The new iPad Pro is really good. Do I really want to write a review of it? Not really, but I’ve found it to be genuinely liberating tool for illustration so I want to write down a few things about that.
I draw a lot, both in my job and for personal projects. A lot of it is neat and tidy vector illustration because it’s for commercial things and the style works well for that. The more sketchy stuff I need to get more practice at, and character illustration I need to practice a lot. A lot a lot. So I have sketchbooks and pens bought with good intentions but never get around to using them. They’re always somewhere else, and I’m comfy here.
That’s where the iPad comes in. I always have it nearby, and there’s no limit to how many drawings I can do on it. No practical limit anyway.
The thing itself
I like the iPad generally. I got the first one and several versions since and they all got a lot of use, my main computer essentially. I got the 10.5” Pro when it came out and used that with the Pencil to do loads of stuff. I gradually moved from actual ink to iPad for Inktober because it was just so good, and was always there. I just upgraded to the new, bigger 12.9” one, mainly because it’s as big as the paper I’m creating drawings for, but also I like the new style of it. Drawing at 100% also avoids getting lost in zoomed-in detail, creating weirdly over-detailed fussy illustrations. It also has those rounded corners to the screen that are a perfect radius for the corners of the device itself. That detail feels important to me.

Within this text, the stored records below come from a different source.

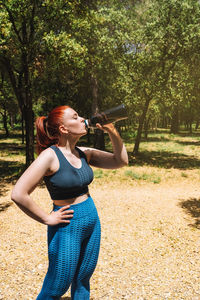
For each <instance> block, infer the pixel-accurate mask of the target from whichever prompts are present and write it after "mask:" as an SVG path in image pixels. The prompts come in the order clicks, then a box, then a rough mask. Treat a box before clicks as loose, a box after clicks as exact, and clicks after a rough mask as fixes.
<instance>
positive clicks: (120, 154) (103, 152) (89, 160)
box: [80, 124, 128, 169]
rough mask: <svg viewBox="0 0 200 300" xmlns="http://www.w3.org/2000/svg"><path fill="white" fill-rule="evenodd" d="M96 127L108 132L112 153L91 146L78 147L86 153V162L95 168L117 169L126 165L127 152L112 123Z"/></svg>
mask: <svg viewBox="0 0 200 300" xmlns="http://www.w3.org/2000/svg"><path fill="white" fill-rule="evenodd" d="M96 127H97V128H99V129H101V130H104V131H105V132H107V133H108V134H109V137H110V140H111V143H112V147H113V153H110V152H106V151H101V150H98V149H93V148H85V147H80V148H81V149H82V150H83V151H84V152H85V154H86V156H87V159H88V163H89V164H90V165H92V166H94V167H97V168H104V169H117V168H121V167H123V166H126V165H128V154H127V151H126V148H125V145H124V143H123V141H122V139H121V137H120V135H119V133H118V131H117V129H116V128H115V127H114V125H113V124H107V125H104V126H101V125H100V124H96Z"/></svg>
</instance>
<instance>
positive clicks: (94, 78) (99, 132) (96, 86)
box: [91, 74, 105, 150]
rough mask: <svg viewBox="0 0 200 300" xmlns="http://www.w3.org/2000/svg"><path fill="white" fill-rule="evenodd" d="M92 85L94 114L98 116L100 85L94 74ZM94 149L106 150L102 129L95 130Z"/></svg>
mask: <svg viewBox="0 0 200 300" xmlns="http://www.w3.org/2000/svg"><path fill="white" fill-rule="evenodd" d="M91 85H92V98H93V102H92V114H96V113H98V111H99V105H98V104H99V101H98V83H97V78H96V76H94V74H92V76H91ZM94 148H97V149H100V150H105V141H104V132H103V131H102V130H100V129H95V136H94Z"/></svg>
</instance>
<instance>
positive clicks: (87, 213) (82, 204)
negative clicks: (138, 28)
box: [37, 197, 101, 300]
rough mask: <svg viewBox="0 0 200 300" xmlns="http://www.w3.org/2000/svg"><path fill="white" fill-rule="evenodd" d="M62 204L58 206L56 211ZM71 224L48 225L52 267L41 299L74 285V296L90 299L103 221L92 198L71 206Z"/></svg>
mask: <svg viewBox="0 0 200 300" xmlns="http://www.w3.org/2000/svg"><path fill="white" fill-rule="evenodd" d="M59 208H61V206H56V205H54V211H56V210H58V209H59ZM69 209H70V210H71V209H72V210H74V216H73V218H72V219H71V222H70V224H67V225H66V224H59V225H56V226H48V255H49V267H48V271H47V274H46V277H45V279H44V283H43V286H42V290H41V292H40V294H39V295H38V297H37V300H58V299H60V297H61V296H62V295H64V294H65V293H66V291H67V290H68V288H69V286H70V285H71V299H73V300H88V299H90V284H89V280H90V277H91V276H92V274H93V272H94V269H95V267H96V264H97V260H98V255H99V248H100V236H101V229H100V221H99V217H98V214H97V210H96V207H95V204H94V202H93V200H92V198H91V197H88V198H87V199H86V200H85V201H83V202H81V203H78V204H74V205H71V206H70V208H69Z"/></svg>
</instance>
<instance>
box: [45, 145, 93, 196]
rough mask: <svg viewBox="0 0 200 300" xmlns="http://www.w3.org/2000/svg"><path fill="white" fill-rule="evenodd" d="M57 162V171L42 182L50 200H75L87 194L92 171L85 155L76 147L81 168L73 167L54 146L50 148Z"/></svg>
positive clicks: (65, 157) (58, 150) (59, 149)
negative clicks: (80, 161)
mask: <svg viewBox="0 0 200 300" xmlns="http://www.w3.org/2000/svg"><path fill="white" fill-rule="evenodd" d="M50 148H51V149H53V150H54V151H55V153H56V155H57V157H58V160H59V164H60V166H59V169H58V171H56V172H55V173H54V174H52V175H50V176H45V177H44V181H45V184H46V187H47V189H48V191H49V194H50V196H51V198H52V200H65V199H70V198H75V197H78V196H80V195H83V194H85V193H87V192H88V185H89V184H90V183H91V182H92V180H93V177H94V175H93V170H92V168H91V167H90V166H89V165H88V163H87V159H86V156H85V153H84V152H83V151H81V150H80V149H79V148H77V147H76V150H77V151H78V152H79V156H80V159H81V164H82V165H81V167H80V168H75V167H73V166H72V165H71V164H70V163H69V162H68V160H67V159H66V157H65V156H64V154H63V153H62V151H61V150H60V149H59V148H58V147H56V146H50Z"/></svg>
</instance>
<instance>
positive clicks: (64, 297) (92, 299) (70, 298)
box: [61, 297, 94, 300]
mask: <svg viewBox="0 0 200 300" xmlns="http://www.w3.org/2000/svg"><path fill="white" fill-rule="evenodd" d="M90 299H91V300H94V298H90ZM61 300H71V297H62V298H61Z"/></svg>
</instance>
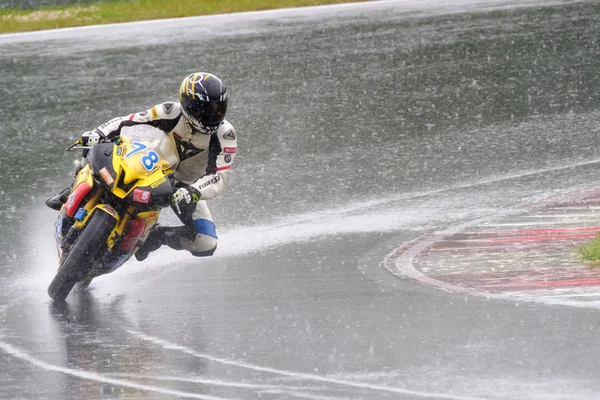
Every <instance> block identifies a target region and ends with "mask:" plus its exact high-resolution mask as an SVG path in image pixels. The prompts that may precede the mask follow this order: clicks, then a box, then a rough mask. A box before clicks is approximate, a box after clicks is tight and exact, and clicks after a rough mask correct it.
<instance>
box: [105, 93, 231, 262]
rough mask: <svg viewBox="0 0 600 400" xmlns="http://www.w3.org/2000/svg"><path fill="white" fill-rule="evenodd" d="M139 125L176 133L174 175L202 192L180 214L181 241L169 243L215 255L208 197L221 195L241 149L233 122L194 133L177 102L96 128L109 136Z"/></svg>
mask: <svg viewBox="0 0 600 400" xmlns="http://www.w3.org/2000/svg"><path fill="white" fill-rule="evenodd" d="M138 124H146V125H151V126H153V127H156V128H159V129H161V130H162V131H164V132H165V134H167V135H172V136H173V138H174V139H175V143H176V144H177V152H178V156H179V163H178V164H177V167H176V168H175V173H174V178H175V181H176V183H177V185H178V187H183V186H187V185H190V186H192V187H194V188H195V189H197V190H198V191H199V192H200V195H201V196H200V201H198V202H197V203H196V208H195V210H193V212H191V213H190V214H188V215H185V213H183V215H180V219H181V220H182V222H183V223H184V226H183V227H180V228H181V229H179V230H178V231H177V235H176V236H177V237H178V240H176V241H175V243H173V240H171V241H169V243H168V244H169V246H170V247H173V248H176V249H183V250H188V251H190V252H191V253H192V254H194V255H196V256H206V255H212V254H213V253H214V251H215V249H216V247H217V232H216V228H215V223H214V222H213V219H212V215H211V213H210V210H209V209H208V206H207V205H206V200H208V199H211V198H213V197H216V196H218V195H219V194H220V193H221V191H222V190H223V186H224V184H225V178H226V175H227V171H229V168H231V164H232V163H233V159H234V158H235V155H236V152H237V135H236V132H235V129H234V128H233V126H231V124H230V123H229V122H228V121H226V120H224V121H223V122H222V123H221V125H220V126H219V129H218V130H217V133H215V134H213V135H205V134H201V133H195V134H194V133H193V131H192V128H191V127H190V126H189V124H188V123H187V120H186V119H185V117H184V116H183V114H182V113H181V105H180V104H179V103H175V102H166V103H162V104H158V105H156V106H154V107H152V108H151V109H149V110H146V111H142V112H138V113H134V114H130V115H127V116H124V117H118V118H114V119H112V120H110V121H108V122H106V123H104V124H102V125H100V126H99V127H98V128H96V129H95V132H96V133H98V134H99V135H100V136H104V137H105V138H107V139H112V138H115V137H117V136H119V135H120V134H121V129H122V128H124V127H127V126H133V125H138Z"/></svg>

The iPad is pretty much the computer I always wanted. No mucking about connecting screens or keyboards, no Wacom drivers to go wrong and screw everything up with their ‘features’, no buzzing whirring irritating fan, and no clicking grumbling clunking hard drive and no dangling cables catching on things.
The Pencil is fantastic. It felt a bit thin after years of using a Wacom pen, but it is more like an actual pencil: the size is just something to get used to. The new one is better for being matt finish, it feels nicer, and having the tap thing to change tool, which I’m still getting used to. The magnet to clip it on and charge it is simple and feels very neat and tidy. The old Pencil was a bit clunky with the losable cap and the ‘iPad lollipop’ situation if you didn’t have your cable adapter nearby. This feels like finishing the job on the design.
One thing about the iPad and Pencil is that they feel designed for people doing the kind of stuff I do. A few recent tech-nerd-bro reviews have gone on about iOS as being ‘single context’ as if that’s a bad thing, and wanted it to be more like a laptop. I see technology people getting upset by the iPad not being the thing they want it to be and talking as if Apple is somehow failing because of it. Nope, it’s just that you’re not the target market anymore with your benchmarks and by-the-numbers comparisons. Laptops already exist, you know.
Related to that, I quite liked how iOS in general was ignored by the ‘serious’ pro software makers, it meant some new ideas got to have a go first. And so we get to my drawing app of choice:
I use Procreate as it’s very much an actual drawing tool, rather than a photo editor with extra bits bolted on. It focuses on natural media effects and has a simple unobtrusive interface. There aren’t clouds of palettes or ranks of menus and toolbars, it’s just simple. It’s really good. I prefer it to anything else I’ve ever used, even with one gripe: it’s a bit too easy to trigger the undo gesture just as you start to draw, removing your previous stroke permanently (though recent updates seem to have helped).
It comes with a lot of brushes and I like enough of them to just use them as they are, though I have bought a few extra sets and made a few myself. The way brushes work is fairly sophisticated but not yet at Photoshop levels of effects, though unlike Photoshop you can actually find brushes again in Procreate (and organise them as you prefer).
I can easily work at print resolution and never really notice that I’m actually working with a large image. I normally work at A4 or B5 and sometimes at A3 or A2. It just works smoothly, no lag or anything. The only thing you notice is that Procreate limits the number of layers more as the image size goes up.
I realise I’m sounding like a bit of an advert but it’s rare to have a tool that is designed for the thing you want to do and isn’t lumbered with featuritis. Sure, there are features I don’t use, but that’s just down to how I draw rather than them being about not-drawing.
Having said all that, it comes down to the point of it all. I really need to practice my character drawing skills. I can draw people but just don’t feel like I’m doing so freely and expressively enough. Even with the iPad with me all the time I need to make myself actually put the time in.